How good is the sacrifice of such a person's life? He is guilty of practicing sin. John writes, "Whoever is born of God does not sin, for His seed remains in him; and he cannot sin, because he has been born of God" (I John 3:9). Later, in Revelation 22:15, he adds, "But outside [the New Jerusalem] are dogs and sorcerers and sexually immoral and murderers and idolaters, and whoever loves and practices a lie." Such people will not be in God's Kingdom.

Their consciences have adjusted in a similar way to the situation in Malachi 1. Sin, a defiled life, is acceptable, and their attitude seems to be that God will just have to be satisfied with children who will not strive to overcome. This is dangerous business indeed because God says only those who overcome will inherit all things (Revelation 21:7). Is God satisfied with such a situation? Does He not desire a better offering from His children for their welfare and His glory?
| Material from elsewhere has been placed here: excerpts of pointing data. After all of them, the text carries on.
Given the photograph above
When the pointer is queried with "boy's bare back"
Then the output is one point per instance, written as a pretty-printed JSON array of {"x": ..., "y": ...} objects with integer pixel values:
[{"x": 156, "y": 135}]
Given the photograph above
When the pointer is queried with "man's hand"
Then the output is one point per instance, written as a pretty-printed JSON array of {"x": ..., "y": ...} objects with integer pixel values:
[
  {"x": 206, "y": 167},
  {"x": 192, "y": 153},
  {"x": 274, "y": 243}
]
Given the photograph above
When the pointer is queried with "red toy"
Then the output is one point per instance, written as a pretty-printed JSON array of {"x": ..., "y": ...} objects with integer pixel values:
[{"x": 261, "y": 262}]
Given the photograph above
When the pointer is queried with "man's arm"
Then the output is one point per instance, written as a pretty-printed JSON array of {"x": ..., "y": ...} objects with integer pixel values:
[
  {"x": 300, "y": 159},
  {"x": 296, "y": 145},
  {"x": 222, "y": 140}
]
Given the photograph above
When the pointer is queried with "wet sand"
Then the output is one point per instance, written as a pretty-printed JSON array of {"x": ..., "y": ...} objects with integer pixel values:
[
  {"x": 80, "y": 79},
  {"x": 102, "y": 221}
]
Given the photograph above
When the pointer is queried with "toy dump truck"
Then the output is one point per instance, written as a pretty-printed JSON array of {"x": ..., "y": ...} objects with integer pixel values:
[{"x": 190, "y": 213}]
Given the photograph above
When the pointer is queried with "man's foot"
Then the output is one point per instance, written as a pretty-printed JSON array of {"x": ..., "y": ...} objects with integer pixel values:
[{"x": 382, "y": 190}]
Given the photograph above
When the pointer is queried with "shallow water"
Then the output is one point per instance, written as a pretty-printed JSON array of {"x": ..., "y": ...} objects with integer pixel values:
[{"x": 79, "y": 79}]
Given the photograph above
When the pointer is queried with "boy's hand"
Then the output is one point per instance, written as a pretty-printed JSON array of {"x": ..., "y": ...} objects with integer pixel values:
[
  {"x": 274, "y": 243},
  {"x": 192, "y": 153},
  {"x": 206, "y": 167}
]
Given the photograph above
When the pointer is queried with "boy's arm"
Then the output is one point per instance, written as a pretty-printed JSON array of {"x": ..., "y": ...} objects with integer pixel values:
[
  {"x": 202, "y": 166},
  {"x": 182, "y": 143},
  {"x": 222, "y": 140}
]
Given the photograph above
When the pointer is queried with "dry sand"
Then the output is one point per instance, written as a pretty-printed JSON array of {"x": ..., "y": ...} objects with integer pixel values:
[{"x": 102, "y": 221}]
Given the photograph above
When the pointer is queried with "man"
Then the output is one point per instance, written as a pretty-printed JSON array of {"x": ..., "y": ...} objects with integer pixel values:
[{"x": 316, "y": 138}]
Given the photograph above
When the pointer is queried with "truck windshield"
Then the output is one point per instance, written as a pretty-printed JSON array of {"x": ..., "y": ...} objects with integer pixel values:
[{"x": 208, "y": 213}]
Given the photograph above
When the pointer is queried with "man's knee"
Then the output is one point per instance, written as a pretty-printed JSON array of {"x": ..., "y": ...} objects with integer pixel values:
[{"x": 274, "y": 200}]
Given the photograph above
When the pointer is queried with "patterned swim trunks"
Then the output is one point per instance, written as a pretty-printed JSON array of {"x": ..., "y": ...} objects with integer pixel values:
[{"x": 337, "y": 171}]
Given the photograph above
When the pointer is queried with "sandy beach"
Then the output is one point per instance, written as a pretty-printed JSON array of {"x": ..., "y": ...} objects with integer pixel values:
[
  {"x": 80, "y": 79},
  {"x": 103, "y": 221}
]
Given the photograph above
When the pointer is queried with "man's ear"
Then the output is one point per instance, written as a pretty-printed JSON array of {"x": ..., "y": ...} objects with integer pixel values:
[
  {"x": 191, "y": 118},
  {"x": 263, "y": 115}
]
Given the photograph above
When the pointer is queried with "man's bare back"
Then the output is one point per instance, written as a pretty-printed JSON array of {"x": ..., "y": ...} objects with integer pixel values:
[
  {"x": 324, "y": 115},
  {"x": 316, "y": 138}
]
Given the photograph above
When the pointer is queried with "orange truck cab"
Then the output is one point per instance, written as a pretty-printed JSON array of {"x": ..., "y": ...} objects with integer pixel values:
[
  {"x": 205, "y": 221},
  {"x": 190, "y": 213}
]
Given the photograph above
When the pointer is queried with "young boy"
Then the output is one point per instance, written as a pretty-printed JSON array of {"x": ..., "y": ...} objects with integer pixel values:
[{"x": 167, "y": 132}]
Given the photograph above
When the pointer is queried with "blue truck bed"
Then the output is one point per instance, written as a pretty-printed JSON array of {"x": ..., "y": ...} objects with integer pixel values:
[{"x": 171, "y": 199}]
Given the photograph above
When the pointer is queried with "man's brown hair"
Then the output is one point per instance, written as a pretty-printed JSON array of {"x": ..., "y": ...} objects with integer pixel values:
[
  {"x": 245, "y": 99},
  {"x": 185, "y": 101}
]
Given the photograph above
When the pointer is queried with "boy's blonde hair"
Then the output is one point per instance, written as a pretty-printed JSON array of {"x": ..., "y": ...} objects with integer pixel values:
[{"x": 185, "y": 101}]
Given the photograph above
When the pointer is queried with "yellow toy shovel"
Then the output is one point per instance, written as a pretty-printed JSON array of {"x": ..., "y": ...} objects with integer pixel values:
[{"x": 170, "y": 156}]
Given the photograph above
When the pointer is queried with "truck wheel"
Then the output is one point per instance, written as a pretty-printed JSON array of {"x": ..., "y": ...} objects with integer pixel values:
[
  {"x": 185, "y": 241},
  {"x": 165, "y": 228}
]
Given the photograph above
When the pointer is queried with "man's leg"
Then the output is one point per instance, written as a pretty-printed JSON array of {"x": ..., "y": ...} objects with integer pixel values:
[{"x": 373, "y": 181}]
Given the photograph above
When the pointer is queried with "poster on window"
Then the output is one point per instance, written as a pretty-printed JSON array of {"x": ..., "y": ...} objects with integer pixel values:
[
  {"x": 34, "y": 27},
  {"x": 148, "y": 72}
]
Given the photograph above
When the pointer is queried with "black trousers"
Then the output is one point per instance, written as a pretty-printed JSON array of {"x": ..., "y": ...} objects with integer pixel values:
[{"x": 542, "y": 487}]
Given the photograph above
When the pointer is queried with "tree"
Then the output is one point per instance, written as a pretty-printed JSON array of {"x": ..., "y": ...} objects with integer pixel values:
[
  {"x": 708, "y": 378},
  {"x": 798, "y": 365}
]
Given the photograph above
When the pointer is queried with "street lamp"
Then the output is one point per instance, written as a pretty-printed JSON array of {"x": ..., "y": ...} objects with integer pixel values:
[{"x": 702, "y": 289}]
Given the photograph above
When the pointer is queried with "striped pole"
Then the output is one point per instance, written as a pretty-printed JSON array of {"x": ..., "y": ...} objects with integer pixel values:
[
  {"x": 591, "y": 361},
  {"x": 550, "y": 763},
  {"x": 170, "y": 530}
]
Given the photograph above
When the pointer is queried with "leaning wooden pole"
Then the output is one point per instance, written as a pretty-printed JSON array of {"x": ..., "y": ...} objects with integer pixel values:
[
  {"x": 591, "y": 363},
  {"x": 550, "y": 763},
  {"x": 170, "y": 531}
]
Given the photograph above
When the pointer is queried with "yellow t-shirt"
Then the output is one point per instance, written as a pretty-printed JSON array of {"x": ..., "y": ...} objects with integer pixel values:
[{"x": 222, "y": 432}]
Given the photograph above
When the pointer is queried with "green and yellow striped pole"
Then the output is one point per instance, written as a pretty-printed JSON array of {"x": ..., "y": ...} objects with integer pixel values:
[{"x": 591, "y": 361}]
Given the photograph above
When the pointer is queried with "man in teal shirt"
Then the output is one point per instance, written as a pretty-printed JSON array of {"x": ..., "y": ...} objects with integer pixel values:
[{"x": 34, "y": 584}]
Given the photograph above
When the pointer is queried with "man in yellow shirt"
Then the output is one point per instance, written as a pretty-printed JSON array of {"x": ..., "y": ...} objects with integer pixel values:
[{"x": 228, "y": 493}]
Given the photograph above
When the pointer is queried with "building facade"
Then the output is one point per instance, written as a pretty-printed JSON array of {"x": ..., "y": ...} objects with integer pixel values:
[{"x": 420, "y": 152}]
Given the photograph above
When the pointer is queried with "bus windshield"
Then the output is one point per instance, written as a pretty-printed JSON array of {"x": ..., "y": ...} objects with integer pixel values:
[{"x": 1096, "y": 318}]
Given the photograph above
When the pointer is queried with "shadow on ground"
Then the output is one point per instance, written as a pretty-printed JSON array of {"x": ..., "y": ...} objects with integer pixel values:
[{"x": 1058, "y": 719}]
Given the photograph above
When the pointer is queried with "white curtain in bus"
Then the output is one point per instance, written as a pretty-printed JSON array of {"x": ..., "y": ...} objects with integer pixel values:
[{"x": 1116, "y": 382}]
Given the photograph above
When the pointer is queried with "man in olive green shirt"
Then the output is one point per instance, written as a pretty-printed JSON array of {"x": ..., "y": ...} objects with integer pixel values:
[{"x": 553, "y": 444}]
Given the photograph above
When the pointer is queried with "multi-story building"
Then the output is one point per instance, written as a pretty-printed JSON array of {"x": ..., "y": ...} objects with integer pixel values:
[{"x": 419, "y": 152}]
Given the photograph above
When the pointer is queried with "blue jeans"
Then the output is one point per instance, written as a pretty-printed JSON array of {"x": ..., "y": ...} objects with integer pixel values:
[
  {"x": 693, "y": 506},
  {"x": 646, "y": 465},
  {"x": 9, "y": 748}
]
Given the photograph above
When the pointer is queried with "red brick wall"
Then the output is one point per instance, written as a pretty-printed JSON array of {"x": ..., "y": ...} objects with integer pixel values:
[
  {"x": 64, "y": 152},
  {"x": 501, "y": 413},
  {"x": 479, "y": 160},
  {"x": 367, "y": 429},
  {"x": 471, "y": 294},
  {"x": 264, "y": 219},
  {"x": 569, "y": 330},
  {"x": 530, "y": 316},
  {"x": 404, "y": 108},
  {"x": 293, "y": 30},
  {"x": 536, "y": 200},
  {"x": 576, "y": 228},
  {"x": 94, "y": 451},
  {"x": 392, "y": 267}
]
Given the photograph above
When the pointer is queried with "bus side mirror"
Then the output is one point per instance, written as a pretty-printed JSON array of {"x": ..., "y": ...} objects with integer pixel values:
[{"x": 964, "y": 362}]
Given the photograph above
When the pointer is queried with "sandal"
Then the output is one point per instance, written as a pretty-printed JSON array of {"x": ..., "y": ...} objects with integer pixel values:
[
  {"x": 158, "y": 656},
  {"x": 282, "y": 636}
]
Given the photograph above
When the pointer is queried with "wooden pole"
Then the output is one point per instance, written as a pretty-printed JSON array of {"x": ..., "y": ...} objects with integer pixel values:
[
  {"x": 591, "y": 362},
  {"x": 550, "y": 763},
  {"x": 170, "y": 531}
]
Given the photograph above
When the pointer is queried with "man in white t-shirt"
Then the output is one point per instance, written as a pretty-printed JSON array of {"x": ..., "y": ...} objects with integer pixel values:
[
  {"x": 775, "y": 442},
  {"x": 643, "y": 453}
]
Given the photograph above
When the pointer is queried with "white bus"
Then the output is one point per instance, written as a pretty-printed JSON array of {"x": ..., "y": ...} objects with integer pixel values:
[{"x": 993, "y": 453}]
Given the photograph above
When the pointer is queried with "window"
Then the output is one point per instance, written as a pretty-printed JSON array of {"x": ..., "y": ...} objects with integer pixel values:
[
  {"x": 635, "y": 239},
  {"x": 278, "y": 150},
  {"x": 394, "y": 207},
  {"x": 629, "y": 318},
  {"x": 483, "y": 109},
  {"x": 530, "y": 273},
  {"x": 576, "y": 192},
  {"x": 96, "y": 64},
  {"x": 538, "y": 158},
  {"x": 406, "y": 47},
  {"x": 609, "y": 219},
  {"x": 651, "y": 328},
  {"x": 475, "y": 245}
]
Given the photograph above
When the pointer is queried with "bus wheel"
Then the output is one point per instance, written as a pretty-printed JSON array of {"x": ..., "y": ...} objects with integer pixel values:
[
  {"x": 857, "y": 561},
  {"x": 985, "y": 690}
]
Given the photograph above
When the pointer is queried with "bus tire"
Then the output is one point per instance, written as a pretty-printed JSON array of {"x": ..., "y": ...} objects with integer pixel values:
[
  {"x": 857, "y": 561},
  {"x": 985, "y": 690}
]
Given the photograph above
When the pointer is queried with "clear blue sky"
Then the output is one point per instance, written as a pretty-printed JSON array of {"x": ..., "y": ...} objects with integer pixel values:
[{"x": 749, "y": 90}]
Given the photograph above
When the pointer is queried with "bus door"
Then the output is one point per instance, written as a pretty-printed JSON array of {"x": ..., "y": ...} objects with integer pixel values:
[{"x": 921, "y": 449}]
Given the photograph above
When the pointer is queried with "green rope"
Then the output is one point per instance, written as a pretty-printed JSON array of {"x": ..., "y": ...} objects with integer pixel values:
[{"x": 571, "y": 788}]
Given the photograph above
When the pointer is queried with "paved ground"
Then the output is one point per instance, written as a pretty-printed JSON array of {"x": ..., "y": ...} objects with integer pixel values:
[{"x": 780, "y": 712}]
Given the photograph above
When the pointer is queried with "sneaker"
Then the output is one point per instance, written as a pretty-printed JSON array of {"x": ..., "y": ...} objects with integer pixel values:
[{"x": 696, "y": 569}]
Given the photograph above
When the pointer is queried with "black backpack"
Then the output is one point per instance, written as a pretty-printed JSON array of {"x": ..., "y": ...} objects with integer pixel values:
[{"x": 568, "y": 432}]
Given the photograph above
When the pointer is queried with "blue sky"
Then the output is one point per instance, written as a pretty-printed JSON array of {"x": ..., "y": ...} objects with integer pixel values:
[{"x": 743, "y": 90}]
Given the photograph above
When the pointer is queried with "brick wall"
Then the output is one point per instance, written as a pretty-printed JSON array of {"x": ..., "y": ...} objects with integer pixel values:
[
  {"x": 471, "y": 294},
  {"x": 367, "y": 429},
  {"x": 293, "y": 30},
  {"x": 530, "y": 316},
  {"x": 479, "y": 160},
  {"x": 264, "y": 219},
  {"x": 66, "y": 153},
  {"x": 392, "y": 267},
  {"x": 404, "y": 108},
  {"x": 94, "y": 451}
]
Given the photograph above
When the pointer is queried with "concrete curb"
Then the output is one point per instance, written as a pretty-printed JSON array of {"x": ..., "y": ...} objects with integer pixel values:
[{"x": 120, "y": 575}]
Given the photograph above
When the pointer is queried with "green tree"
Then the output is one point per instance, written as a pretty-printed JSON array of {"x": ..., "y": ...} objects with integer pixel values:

If He is not content, the fellowship is either already broken or is breaking down.

Our concern, however, is for those who are striving to overcome but still failing from time to time—those who know they are not living up to the standard and struggle with a guilty conscience and feel their fellowship with God is cut off because of occasional sin. The majority of us probably fall into this category.

When we commit the occasional sin, are we no longer acceptable to God? Is our fellowship truly cut off? While it is true that sin separates us from Him, do we remain unsatisfied because we feel there is no communion? Once again, God's grace rescues us from what would otherwise be an impossible situation.

The answer to this confounding situation lies in a change of our natures arising from repentance, receipt of God's Holy Spirit, and—perhaps above all—access to God through Jesus Christ. Through these come fellowship and experience with Them throughout the remainder of life and access to God's merciful grace when we fall short. There can be no doubt we are saved by grace through faith. Our depression and extreme self-condemnation reveals a lack of faith in God's willingness to forgive upon repentance. Though works are required of us, we cannot earn our way into the Kingdom through them because they will forever fall short in providing payment for sin.

There is a tension between the two extremes of excessive guilt and feelings of worthlessness in contrast to the casual, careless, irresponsible, "God will just have to take me as I am" disregard of our responsibility to glorify God in all we think, say, and do.

This is why John says, "God is greater than our heart." He is ever willing to accept us as Christ—even though we personally bring Him blemished offerings in our life's experiences—as long as our attitude has not turned to trampling the sacrifice of His Son underfoot and treating it as a common thing.

We will never enter into God's acceptance and fellowship based on any work of offering we sacrifice to Him. The only thing He will accept is the unblemished offering of Christ's life, and because it accompanies or precedes us into His presence, we are accepted, have communion with Him, and are fed.